Download or read book On Model Selection of Spatial Point Processes written by and published by . This book was released on 2013 with total page 0 pages. Available in PDF, EPUB and Kindle. Book excerpt: This dissertation addresses problems in statistical analysis of ecological data. First, I propose methods for variable selection and parameter estimation for regression analysis in the context of spatial point pattern data. I assess the selection and estimation properties of these methods via simulation studies and for illustration, apply them to data sets in ecology and epidemiology. Also, I develop theory to show that the parameter estimates have sound statistical properties. Second, I propose a spatial model for ecological composition data with a large number of spatial units and describe a method to perform inference in a Bayesian framework. I apply this method to public land survey data from the state of Wisconsin and analyze simulated data to investigate properties of the proposed method.
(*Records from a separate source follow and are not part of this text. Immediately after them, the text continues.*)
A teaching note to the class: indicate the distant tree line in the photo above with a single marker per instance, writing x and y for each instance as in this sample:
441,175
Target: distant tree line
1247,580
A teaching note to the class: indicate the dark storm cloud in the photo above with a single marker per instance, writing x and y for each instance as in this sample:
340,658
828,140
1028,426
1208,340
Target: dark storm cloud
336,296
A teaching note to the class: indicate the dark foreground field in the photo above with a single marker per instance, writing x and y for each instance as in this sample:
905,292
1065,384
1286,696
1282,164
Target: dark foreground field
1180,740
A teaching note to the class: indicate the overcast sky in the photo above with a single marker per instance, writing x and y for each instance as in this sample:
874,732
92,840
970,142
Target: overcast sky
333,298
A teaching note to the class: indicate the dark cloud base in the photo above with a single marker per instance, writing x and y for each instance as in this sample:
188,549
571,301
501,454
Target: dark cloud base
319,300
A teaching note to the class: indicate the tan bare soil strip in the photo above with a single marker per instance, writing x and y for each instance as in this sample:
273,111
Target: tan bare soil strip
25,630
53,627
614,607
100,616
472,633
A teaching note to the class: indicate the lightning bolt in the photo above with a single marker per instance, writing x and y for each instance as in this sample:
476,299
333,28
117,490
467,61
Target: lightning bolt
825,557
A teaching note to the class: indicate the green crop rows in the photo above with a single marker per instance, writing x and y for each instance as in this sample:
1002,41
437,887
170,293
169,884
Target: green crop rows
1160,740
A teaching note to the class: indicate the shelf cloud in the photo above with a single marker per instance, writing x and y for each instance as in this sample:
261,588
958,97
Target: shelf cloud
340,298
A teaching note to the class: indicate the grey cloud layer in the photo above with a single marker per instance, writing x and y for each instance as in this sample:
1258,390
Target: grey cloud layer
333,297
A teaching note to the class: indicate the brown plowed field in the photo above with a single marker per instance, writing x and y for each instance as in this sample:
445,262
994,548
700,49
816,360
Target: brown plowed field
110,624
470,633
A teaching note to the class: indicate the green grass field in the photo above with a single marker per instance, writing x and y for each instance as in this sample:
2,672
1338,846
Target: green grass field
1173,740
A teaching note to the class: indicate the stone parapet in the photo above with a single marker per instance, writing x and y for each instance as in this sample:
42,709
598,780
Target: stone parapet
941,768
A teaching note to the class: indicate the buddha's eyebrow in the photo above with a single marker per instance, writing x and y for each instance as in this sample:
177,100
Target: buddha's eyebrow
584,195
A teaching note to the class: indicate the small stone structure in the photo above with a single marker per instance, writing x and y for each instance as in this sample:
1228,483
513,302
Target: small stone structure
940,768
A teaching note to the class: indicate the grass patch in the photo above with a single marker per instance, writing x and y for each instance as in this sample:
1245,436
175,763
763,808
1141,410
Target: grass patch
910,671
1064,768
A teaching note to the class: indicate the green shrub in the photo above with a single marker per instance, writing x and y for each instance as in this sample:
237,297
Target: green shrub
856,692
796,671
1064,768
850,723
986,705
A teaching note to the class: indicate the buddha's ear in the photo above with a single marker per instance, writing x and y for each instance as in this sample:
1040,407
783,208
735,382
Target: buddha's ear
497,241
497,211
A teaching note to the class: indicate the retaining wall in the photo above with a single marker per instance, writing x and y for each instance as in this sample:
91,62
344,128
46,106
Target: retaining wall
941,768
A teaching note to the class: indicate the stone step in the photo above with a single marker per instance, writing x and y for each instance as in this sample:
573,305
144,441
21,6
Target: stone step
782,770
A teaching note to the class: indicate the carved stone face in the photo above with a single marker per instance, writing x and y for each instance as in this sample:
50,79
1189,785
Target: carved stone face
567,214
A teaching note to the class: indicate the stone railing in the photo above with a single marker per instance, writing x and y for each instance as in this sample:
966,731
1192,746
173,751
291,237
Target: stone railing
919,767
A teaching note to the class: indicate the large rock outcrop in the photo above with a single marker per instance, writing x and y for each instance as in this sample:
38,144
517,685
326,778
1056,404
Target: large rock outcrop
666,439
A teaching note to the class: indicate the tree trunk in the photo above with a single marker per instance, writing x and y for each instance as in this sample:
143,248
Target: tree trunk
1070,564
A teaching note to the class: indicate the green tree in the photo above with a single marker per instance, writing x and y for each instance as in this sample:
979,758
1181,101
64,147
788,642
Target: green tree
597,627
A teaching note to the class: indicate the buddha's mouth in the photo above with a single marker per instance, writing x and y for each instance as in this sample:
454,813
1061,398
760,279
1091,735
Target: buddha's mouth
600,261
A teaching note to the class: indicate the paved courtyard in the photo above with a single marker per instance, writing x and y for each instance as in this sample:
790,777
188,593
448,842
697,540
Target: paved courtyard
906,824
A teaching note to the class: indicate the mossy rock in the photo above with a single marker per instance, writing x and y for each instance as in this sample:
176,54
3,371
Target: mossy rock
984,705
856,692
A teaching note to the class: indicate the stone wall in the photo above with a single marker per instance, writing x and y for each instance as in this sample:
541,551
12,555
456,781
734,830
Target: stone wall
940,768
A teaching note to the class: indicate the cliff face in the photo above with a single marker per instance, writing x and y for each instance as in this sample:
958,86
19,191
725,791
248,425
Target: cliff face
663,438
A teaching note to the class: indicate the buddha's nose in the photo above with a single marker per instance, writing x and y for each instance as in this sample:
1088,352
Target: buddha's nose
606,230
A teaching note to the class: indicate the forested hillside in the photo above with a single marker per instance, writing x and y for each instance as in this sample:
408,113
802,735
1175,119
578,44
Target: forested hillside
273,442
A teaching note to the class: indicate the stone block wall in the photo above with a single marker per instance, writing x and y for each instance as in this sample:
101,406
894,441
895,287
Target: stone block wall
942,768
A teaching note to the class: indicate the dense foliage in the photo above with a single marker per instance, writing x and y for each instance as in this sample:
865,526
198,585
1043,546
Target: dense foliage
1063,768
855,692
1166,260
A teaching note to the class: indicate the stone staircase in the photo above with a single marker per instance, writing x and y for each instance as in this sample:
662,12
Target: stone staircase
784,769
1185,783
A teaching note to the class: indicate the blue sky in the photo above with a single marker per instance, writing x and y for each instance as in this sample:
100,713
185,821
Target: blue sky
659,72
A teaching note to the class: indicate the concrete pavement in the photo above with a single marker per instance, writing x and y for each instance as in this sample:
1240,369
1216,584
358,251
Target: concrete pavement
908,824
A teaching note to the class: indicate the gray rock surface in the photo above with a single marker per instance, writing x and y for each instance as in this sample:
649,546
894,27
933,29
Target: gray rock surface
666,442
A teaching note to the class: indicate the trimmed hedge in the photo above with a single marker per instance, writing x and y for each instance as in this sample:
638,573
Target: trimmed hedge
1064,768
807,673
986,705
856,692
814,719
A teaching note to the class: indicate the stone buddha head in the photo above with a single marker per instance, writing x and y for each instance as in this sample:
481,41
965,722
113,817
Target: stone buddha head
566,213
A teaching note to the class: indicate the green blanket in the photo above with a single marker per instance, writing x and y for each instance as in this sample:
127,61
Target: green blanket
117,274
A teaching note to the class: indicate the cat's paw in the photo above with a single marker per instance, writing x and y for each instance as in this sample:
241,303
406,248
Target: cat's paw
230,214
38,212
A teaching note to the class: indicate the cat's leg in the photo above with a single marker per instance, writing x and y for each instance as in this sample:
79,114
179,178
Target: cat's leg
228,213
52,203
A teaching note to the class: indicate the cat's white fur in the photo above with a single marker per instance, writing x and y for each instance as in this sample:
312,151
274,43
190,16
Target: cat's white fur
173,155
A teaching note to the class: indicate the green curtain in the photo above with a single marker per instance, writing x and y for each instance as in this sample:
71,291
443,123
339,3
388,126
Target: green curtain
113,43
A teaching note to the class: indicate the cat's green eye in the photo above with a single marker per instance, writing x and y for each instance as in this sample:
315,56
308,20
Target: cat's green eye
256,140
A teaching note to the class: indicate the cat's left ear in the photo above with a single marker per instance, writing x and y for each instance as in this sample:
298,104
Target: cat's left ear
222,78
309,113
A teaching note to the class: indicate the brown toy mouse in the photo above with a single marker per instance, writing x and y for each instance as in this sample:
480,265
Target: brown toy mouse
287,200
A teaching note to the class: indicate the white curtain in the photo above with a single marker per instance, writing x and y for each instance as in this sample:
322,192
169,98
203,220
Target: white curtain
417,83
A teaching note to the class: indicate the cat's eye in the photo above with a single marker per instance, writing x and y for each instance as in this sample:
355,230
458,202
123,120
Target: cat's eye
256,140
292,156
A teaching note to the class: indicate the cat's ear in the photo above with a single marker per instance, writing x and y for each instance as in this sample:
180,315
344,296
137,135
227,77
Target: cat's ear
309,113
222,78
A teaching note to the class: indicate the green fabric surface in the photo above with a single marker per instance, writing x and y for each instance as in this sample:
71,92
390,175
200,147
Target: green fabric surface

Book Case Studies in Spatial Point Process Modeling

Download or read book Case Studies in Spatial Point Process Modeling written by Adrian Baddeley and published by Springer Science & Business Media. This book was released on 2006-03-03 with total page 312 pages. Available in PDF, EPUB and Kindle. Book excerpt: Point process statistics is successfully used in fields such as material science, human epidemiology, social sciences, animal epidemiology, biology, and seismology. Its further application depends greatly on good software and instructive case studies that show the way to successful work. This book satisfies this need by a presentation of the spatstat package and many statistical examples. Researchers, spatial statisticians and scientists from biology, geosciences, materials sciences and other fields will use this book as a helpful guide to the application of point process statistics. No other book presents so many well-founded point process case studies. From the reviews: "For those interested in analyzing their spatial data, the wide variatey of examples and approaches here give a good idea of the possibilities and suggest reasonable paths to explore." Michael Sherman for the Journal of the American Statistical Association, December 2006

Book Statistical Inference and Simulation for Spatial Point Processes

Download or read book Statistical Inference and Simulation for Spatial Point Processes written by Jesper Moller and published by CRC Press. This book was released on 2003-09-25 with total page 320 pages. Available in PDF, EPUB and Kindle. Book excerpt: Spatial point processes play a fundamental role in spatial statistics and today they are an active area of research with many new applications. Although other published works address different aspects of spatial point processes, most of the classical literature deals only with nonparametric methods, and a thorough treatment of the theory and applications of simulation-based inference is difficult to find. Written by researchers at the top of the field, this book collects and unifies recent theoretical advances and examples of applications. The authors examine Markov chain Monte Carlo algorithms and explore one of the most important recent developments in MCMC: perfect simulation procedures.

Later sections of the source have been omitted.